These classifications are interpreted very broadly in some instances.  For example, a female worker who is demoted or terminated following a pregnancy can be a form of gender or sex discrimination.  Likewise, “disabilities” include not only conditions which cause physical limitations but, also mental disorders as well. While one might think that the law would define “older” workers as those in their 50’s or 60’s, it actually defines it was 40 years or older in many jurisdictions including California.

Protected activities include the right to make legitimate complaints of discrimination based upon the above criteria.   It also includes the right to refuse to participate in illegal activities or report such activities to governmental authorities. (e.g. “Whistleblowing”).

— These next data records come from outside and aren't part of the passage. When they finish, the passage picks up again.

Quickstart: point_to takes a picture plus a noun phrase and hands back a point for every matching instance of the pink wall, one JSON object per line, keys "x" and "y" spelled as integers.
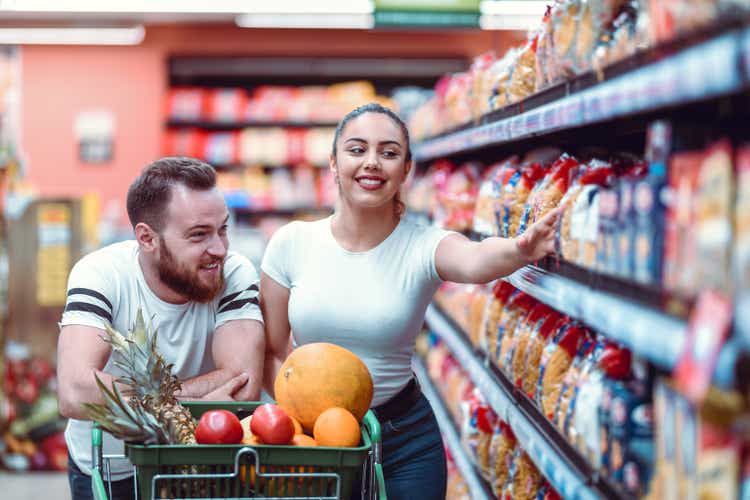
{"x": 58, "y": 82}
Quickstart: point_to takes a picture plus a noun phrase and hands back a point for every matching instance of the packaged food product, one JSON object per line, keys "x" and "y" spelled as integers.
{"x": 564, "y": 29}
{"x": 225, "y": 105}
{"x": 590, "y": 347}
{"x": 502, "y": 292}
{"x": 502, "y": 447}
{"x": 741, "y": 250}
{"x": 553, "y": 187}
{"x": 524, "y": 479}
{"x": 557, "y": 357}
{"x": 185, "y": 103}
{"x": 538, "y": 339}
{"x": 680, "y": 238}
{"x": 516, "y": 309}
{"x": 543, "y": 52}
{"x": 458, "y": 198}
{"x": 521, "y": 83}
{"x": 478, "y": 430}
{"x": 481, "y": 89}
{"x": 649, "y": 197}
{"x": 488, "y": 199}
{"x": 518, "y": 354}
{"x": 477, "y": 305}
{"x": 713, "y": 207}
{"x": 585, "y": 431}
{"x": 709, "y": 452}
{"x": 625, "y": 219}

The burden usually falls upon the employee to show that their termination, demotion, failure to hire or other adverse employment action was motivated by a protected class or activity rather than a “legitimate business reason”.  This makes it imperative for employees to consult with a qualified employment law attorney to determine whether such evidence has been demonstrated and a civil action for money damages may lie.  Such proof may lie in overt actions such as racial epithets or actions which show specific intent to discriminate, more often though, illegal motivation may lie in more covert actions or even disparate treatment between the employee and other workers.  For example, if an employee is terminated purportedly based upon a legitimate “reduction in the work force” but, is replaced by a much younger worker making much less pay and benefits, this may show age discrimination.  Likewise, if a female employee fails to get a promotion allegedly based upon lesser qualifications or work performance but, the promotion goes to a male employee with the same pre-hire qualifications or work performance history, this may show gender discrimination.

Fortunately, most employers including law firms try to and do comply with laws prohibiting discrimination in employment.  However, such disparate treatment can and does still take place.